私は田舎出ののんびりした学生だった。

キリスト教団体の企画に誘われて、香港で1ヶ月余りのワークキャンプを現地学生と過ごした。

私の香港のイメージは当時100万ドルの夜景と言われた国際商業都市で、

且つ有名な恋愛映画の『慕情』の舞台であった。

  しかし香港の学生と寝食を共にしている内に、友人になった一人が

『実は自分たちの家族は中国本土から命からがら数年前に自由を求めて香港にやってきたが、

この香港もその内に中国本土に吸収されるから、今度はカナダにこのキャンプが終わったら移住するのだ。』

と打ち明けられた。(実際いま予定より早く香港は中国に吸収され、自由が奪われている。)

なんと凄まじい人生だろう。

  自分はいつでも故郷の実家に帰れるし、大学卒業したらそれなりの就職ができると

期待できるのに、この友にはそんな安穏とした将来設計が許されない。カナダに移住しても彼は英語は出来るが

全面的にネイティブでないので言葉に苦労し、本人は優秀でも黄色人種で差別を受けるだろう事は誰でも予見できた。

 

  今それと同じことがミャンマーの国内で起こっている。一時軍政で市民の権利が踏みにじられていたが、

暫く片肺飛行の様な民政だったが、自由で経済も成長してきて、

先の選挙でも民主派勢力が圧倒的な支持を得て勝利したのにまた軍のクーデターによって逆戻りしそうになっている。
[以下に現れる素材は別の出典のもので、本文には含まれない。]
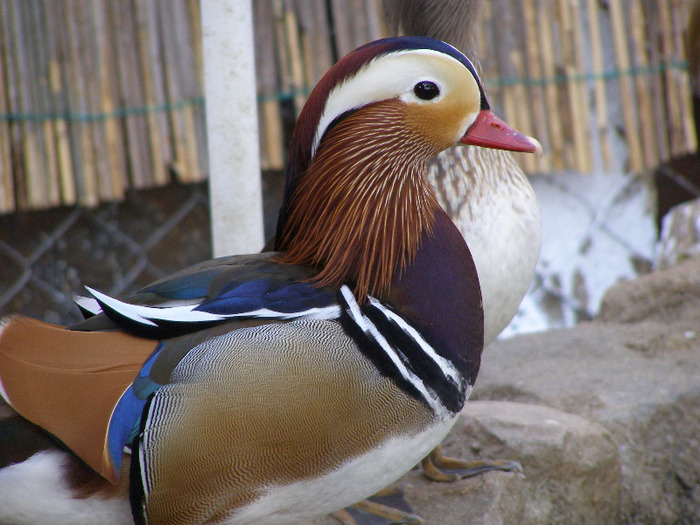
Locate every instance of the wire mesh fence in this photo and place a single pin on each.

  この時にミャンマー本国は勿論、日本を尊敬し好きで来日し勉強や出稼ぎの人達が、

自国を必死で民主的な国に戻そうとして、日本人に応援を求めてコロナの感染防止に配慮しながらデモしているのに、

一部の人が『コロナの中で密を作るな!止めろ。』とは、独裁国家の実態を理解してなく情けない。

むしろ中国をはじめとした独裁国家の暴挙を、この国の人達と手を繋いで阻止する環を作らないと

日本一国では抑えきれない状況にあるのですが。